Amisty, drizzly November morning greeted Ann Davison as she steered Felicity Ann up the Hudson River in New York to tie up at Pier 75.
This was the end of the challenge the 40-year-old had set herself - to sail, alone from England, across the Atlantic Ocean and then to New York. The voyage took 18 months, but along the way, Davison became the first woman to sail across the Atlantic solo. Although she'd made history, this was not her main motivation.

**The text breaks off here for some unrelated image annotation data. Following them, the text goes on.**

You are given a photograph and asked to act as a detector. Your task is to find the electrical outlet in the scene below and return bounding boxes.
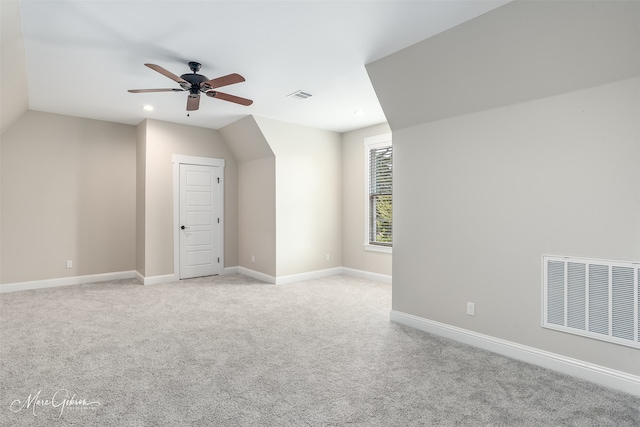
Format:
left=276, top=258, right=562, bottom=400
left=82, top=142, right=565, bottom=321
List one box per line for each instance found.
left=467, top=302, right=476, bottom=316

Three years earlier Ann Davison had lost everything: her husband, Frank, their 70ft converted fishing ketch Reliance and the dream of a new life living in the Caribbean. The couple had left the UK from Fleetwood bound for Cuba in May 1949 but were battered by heavy weather almost from the start; neither had the seamanship skills to sail safely through the conditions. Reliance was also not finished, as the boat had been threatened with repossession. Nineteen days later, with no working engine and the "sails blown out", Reliance was wrecked off Portland Bill. Both of them made it into a liferaft but it was swept out to sea by the race. Frank was killed, but Ann made it to shore, climbing the cliffs "to start life again, alone."
Fear of the sea
As she admitted, fear of the sea and her need to overcome it was vital if she was "to find a key to living".
"If I could navigate a ship across the ocean on my own, it might be that I would be well on the way to learning how to live," noted Davison in the book of her transatlantic voyage, My Ship is So Small.